A-Fraud? A-Roid? A-bad liar!

Alex Rodriguez is one of the best baseball players in the world. There is no denying that. He was before he started to use performance-enhancing drugs and he is now that he is allegedly clean.

What A-Rod isn't is a good liar, or at least a good storyteller. The Swiss cheese story he told Tuesday had too many holes still to be filled in. And because he likely didn't come clean - again - it will likely cost him more down the road.

Here are just some of the holes in A-bad liar's story, there are so many the list needs to be whittled down:

How did he get the drugs? First, A-bad liar blamed himself. Now, a cousin in the Dominican Republic is involved?

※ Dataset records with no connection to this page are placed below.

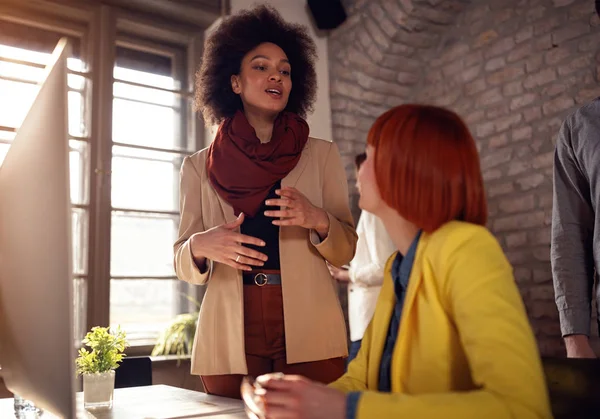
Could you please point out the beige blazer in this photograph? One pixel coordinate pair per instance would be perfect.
(314, 322)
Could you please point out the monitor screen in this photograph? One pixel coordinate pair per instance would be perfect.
(36, 283)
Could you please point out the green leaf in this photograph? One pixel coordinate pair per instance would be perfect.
(107, 347)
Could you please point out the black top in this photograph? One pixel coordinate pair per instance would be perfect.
(262, 227)
(401, 269)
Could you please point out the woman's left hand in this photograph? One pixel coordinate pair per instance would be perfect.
(296, 397)
(296, 210)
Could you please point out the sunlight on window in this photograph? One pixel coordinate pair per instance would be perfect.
(143, 77)
(17, 94)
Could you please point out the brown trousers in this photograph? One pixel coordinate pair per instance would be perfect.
(265, 346)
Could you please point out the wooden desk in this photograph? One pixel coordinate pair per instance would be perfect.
(153, 402)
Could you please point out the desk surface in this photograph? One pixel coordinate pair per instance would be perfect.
(154, 402)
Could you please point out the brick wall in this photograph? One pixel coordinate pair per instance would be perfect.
(513, 69)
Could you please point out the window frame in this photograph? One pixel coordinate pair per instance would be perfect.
(100, 28)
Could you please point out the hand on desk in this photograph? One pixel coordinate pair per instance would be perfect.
(296, 397)
(339, 274)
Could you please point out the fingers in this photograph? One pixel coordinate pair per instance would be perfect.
(296, 221)
(284, 202)
(282, 213)
(234, 224)
(236, 265)
(244, 239)
(251, 253)
(288, 192)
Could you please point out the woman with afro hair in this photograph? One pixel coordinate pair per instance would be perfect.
(263, 209)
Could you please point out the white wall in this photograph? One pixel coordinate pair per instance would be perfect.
(296, 11)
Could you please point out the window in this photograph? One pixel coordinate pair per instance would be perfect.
(149, 119)
(123, 236)
(21, 68)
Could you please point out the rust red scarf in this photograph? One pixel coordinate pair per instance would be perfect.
(243, 170)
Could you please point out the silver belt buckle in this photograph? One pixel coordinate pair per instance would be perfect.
(263, 281)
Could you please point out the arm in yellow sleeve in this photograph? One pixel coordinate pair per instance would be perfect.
(485, 305)
(355, 378)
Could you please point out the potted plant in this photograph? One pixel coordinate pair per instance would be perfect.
(178, 336)
(98, 365)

And where did the drugs come from? A week ago it was a GNC, now it was an over-the-counter drug in the Dominican smuggled into the U.S.

HUH?

Hell, a week ago A-bad liar didn't remember was he was taking. Tuesday, he magically remembered it was Primobolan, or "boli" as he called it, because he wanted an "energy boost."

Please.

The thing that gets me about all of these guys who take performance-enhancing drugs is when they play the "I didn't know exactly what it was card." Bull. These guys are some of the top athletes in the world and their bodies are their temples and, more importantly, their moneymakers. These guys ALWAYS know what they are putting into their bodies. Don't be fooled otherwise.

Funny too, that a week ago Sports Illustrated writer Selena Roberts was on a witchhunt to get Rodriguez, according to the interview with Peter Gammons. Then, two days later he apologizes and says well she wasn't exactly on a witchhunt.

If A-bad liar wanted people to believe him Tuesday and to move on from this episode, he definitely struck out.

1 comment:

  1. He's more plastic and fake now than he ever was and all he did yesterday, like you said, was offer nothing but more questions that need to be answered.

    It's sad that himself and others may think he's stepping up and facing the music but what he's doing is nothing more than a well coached cop-out by his PR team and lawyers. Does he even think for himself? He certainly doesn't act like himself. I'd at least have more respect for him if he took the defiance stance of Bonds, the indifference stance of McGwire or the No Ablo stance of Sosa.

    He is exactly the worst person that could've been propped up as the face of baseball post-testing before this little scandal began for he is nothing more than a shallow person who wants nothing more than to be liked by others and will do anything and say anything regardless of validity to do just that.